Among PNT enthusiasts, this trail segment has become equally known for having some of the most awe-inspiring rainforests — and dilapidated trail conditions — found anywhere along the Pacific Northwest Trail.

 

The Bogachiel River Trail segment of the Pacific Northwest Trail passes through the ancestral homelands of the Coast Salish, Quileute, Quinalt, and Hoh people. The name “Bogachiel” comes from the Quileute words meaning “muddy waters.”


A CHALLENGING JOURNEY

Many visitors will explore the quiet forested trail along the Bogachiel River as an out-and-back hike. While they marvel at the massive trees and mosses along the route, many won’t realize that they’re also walking along part of the Pacific Northwest Trail. As of this moment, only the sign at the national forest trailhead mentions the young national scenic trail that passes through the valley.

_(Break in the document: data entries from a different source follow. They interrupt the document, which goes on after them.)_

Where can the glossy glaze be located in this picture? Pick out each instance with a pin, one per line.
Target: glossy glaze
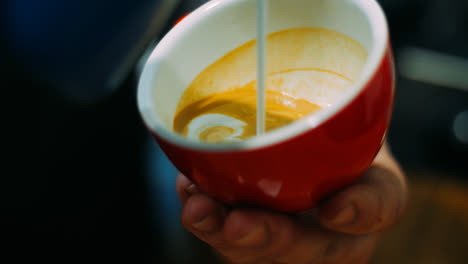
(293, 175)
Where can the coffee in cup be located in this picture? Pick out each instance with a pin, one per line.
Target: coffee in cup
(307, 70)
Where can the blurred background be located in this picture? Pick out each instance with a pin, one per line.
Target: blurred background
(105, 191)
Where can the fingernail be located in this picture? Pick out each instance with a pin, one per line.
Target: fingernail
(192, 189)
(256, 237)
(206, 224)
(345, 216)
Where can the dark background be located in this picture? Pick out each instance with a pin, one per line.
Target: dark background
(105, 192)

For westbound thru-hikers making a 140-mile long traverse of the Olympic Mountains, the Bogachiel Trail segment of the PNT lies over 1,000 miles into their Crown-to-Coast adventures. By most accounts, the Bogachiel Trail measures 24 miles, a distance that many thru-hikers can easily do in a day — under the right conditions.

Until this summer, hikers have found this part of the park much woollier than expected. In recent years, hikers have even described it as a “bushwhack,” an activity that PNT hikers are quite familiar with. When trails become this ramshackle, forward progress comes with greater effort and at half the pace. 

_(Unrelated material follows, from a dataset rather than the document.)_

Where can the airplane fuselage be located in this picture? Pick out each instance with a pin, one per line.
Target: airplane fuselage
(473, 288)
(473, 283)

For several years, hikers that have chosen to take the Bogachiel Trail and to stay faithful to the primary route of the PNT compared it to “a jungle gym” because they remember spending almost as much time climbing through tangles of massive downed trees as they do hiking along it. Others recall areas so thick and overgrown that they found themselves “boxing” through head-high brush and being unable to see their own feet beneath large-leaved plants. In places where the trail bed was hidden by salmonberry bushes and sword fern, hikers experienced what it was like to find the next safe place to step by feel alone.

Although most PNT hikers are prepared for rugged conditions and a few surprises along the route, the sheer number of downed trees and quantity of “type 2 fun” went far beyond what many had planned for. 

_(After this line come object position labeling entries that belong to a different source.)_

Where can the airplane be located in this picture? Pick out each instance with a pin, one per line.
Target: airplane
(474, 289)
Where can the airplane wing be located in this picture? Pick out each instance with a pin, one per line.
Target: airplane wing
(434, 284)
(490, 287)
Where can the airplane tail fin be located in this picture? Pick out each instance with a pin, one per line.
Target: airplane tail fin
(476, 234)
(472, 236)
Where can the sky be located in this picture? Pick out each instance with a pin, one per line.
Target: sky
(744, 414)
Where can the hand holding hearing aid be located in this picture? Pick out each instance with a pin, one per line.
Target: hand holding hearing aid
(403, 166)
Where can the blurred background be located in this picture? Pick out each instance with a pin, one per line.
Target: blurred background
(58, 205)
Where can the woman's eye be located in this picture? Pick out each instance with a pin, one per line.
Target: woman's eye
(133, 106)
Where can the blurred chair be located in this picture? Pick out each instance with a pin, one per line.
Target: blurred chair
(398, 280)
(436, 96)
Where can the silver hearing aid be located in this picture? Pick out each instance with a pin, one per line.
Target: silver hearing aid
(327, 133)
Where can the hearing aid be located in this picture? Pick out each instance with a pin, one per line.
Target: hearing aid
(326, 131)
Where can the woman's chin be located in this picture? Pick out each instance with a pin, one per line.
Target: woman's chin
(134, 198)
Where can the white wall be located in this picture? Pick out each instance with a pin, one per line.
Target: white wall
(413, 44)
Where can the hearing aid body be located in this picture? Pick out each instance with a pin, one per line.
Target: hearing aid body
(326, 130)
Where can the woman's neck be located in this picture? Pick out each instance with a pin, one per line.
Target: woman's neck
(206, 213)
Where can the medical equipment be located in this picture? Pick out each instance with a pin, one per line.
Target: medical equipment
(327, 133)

Unfortunately, many hikers would be too focused on the blowdowns to take in their surroundings and appreciate what makes the Bogachiel River Valley so special. 

 

Flood damage and jungle-like conditions along the 24-mile long trail segment have challenged trail crews for generations


THE BEGUILING BOGACHIEL VALLEY

Visitors from across the world come to Olympic National Park to marvel at the temperate rainforests there, so lush with plants growing on plants and some of the world’s largest trees that they inspire awe in all who behold them. 

The modest trails that help visitors tour these jungle-like valleys go largely unnoticed and blend seamlessly into the scenery, as they should. As it is with all the things humans build and use, it’s only when trails are most in need of service that we truly appreciate them.

“The lush forests in the Quinault, Queets, Hoh, and Bogachiel valleys are some of the most spectacular examples of primeval temperate rain forest in the lower 48 states.”  Olympic National Park

All trails need regular maintenance to stay in shape, of course. But primitive trails in temperate rain forests are exceptionally demanding for trail crews to keep tamed year after year. For hundreds of miles in Washington and Idaho, the PNT meanders through temperate rainforest valleys. In places like these, extended growing seasons fueled by heavy rainfall (up to 12-14 feet a year) and mild winters help plants and trees grow to impressive heights and at surprising speed. 

As local hikers well know, the same enormous trees that inspire visitors with awe can create big problems when they topple across trails each winter. Without frequent intervention, a hiking trail in the Pacific Northwest can transform into a gauntlet.

 

PNTA Olympic Trail Crew members cleared over 112 downed trees from the Bogachiel Trail during the summer of 2021 with some measuring over 48 inches in diameter


On the Bogachiel River Trail, the local flora wasn’t the only issue trail stewards had to contend with. Flooding caused by the untamed river has hammered the one hundred-year-old trail with a series of major washouts since it was first created. The trail has been rerouted many times in the last 42 years, mostly along the western end.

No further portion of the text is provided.